Dom Tomás Balduíno, doutor da fé
Marcelo Barros
Nosso profeta
foi para o céu. Essa pode ter sido a reação espontânea de muitos irmãos e
irmãs, companheiros de caminho de Dom Tomás Balduíno que, ao longo da vida,
sentiram-se ajudados e estimulados por ele a seguir Jesus Cristo e a
testemunhar no mundo o projeto divino de justiça e paz. Principalmente os
índios e lavradores, povo da predileção do coração de Dom Tomás, podem hoje
sentir-se órfãos pela partida de alguém que a eles serviu desde a juventude até
o seu último suspiro aos quase 92 anos. Entretanto, tantos eles como nós que
convivemos mais profundamente, ao longo dos anos, com esse verdadeiro pastor da
Igreja, choramos a saudade de sua presença visível, mas nos consolamos por
tantos exemplos e ensinamentos que ele nos deixa como grande profeta de uma
Igreja renovada e renovadora a serviço de um mundo mais justo e de uma
humanidade mais irmã.
Tive a graça de
Deus de conviver com ele e, por um bom tempo, morar na mesma casa. Fui seu
amigo e assessor desde 1977 até agora, quando a sua partida nos separou. Ainda
há poucos dias, conversávamos sobre como apoiar a renovação da Igreja proposta
pelo papa Francisco e ajudar as Igrejas locais a assumi-la. Assim como Dom
Hélder Câmara, no Brasil, Dom Oscar Romero, em El Salvador e Dom Samuel Ruiz,
no sul do México, Dom Tomás soube revitalizar a missão do bispo como profeta da Palavra de Deus para o mundo. Para
os oprimidos do mundo, ele foi realmente, como escreveu o profeta João no
Apocalipse: “irmão e companheiro nas tribulações e no testemunho do reino” (Ap
1, 9).
Exatamente, por
essa sua compreensão da fé e do ministério episcopal, Dom Tomás tornou-se mesmo
para não crentes testemunha autorizada de Jesus, ilustre doutor da fé e de uma
espiritualidade libertadora. Ele nunca restringiu sua missão ao âmbito da
Igreja. Soube sempre ser uma presença de irmão e companheiro solidário com as
lutas sociais do povo, aliado incondicional dos lavradores e dos índios na sua
legítima e evangélica luta pela terra e por uma vida digna. Com 85 anos, Dom
Tomás participou comigo da delegação brasileira que se reuniu na Bolívia com
militantes sociais e intelectuais de todo o mundo para recordar a figura de Che
Guevara no 40º aniversário de sua morte em Valle Grande, Bolívia. Um ano depois,
viajamos juntos a Caracas, como observadores internacionais das eleições
presidenciais da Venezuela. E até o fim de sua vida, sua palavra profética foi
sempre de apoio claro ao caminho bolivariano que aquele povo irmão, com tanto
esforço e incompreensões, empreende. Sua voz forte e clara ressoou em todos os
continentes. A todos ele deixa um testemunho de coragem, confiança no futuro e
opção pela justiça e pela paz.
A tendência
natural é que as pessoas sejam mais abertas e livres quando jovens. À medida
que a idade vai chegando, se tornam menos livres e mais conservadoras. É
verdade que, hoje, em certos ambientes do clero e de algumas congregações, encontramos
jovens mais conservadores e preocupados com a lei do que a geração mais velha.

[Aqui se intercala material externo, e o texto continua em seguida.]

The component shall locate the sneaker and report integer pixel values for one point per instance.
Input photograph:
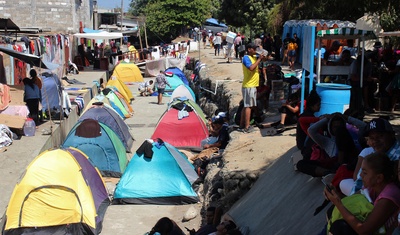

Mas, isso não é natural. Tem razões e explicações mais estratégicas e menos
espirituais. Não tem nada a ver com o que Deus fez acontecer na vida de
profetas como Dom Hélder Câmara e Dr. Alceu Amoroso Lima ou do papa bom João
XXIII que, quanto mais idosos, mais se abriram interiormente. Eles souberam
renovar-se permanentemente. Quanto mais idosos, mais se tornaram homens livres
e testemunhas da liberdade do Espírito. Dom Tomás percorreu esse processo
espiritual e humano. Nesse caminho, agora, do céu, ele nos convida, a prosseguir
e a aprofundar sempre a mística do reino de Deus e vivê-la no compromisso
social e político junto com os empobrecidos e pequeninos desse mundo. A essas
alturas, Tomás já ouviu de Jesus, seu mestre, a palavra esperada: “Muito bem,
servo bom e fiel, entra na alegria do teu Senhor” (Mt 25, 21). Dom Tomás,
doutor da fé e profeta desses tempos conturbados, rogai por nós.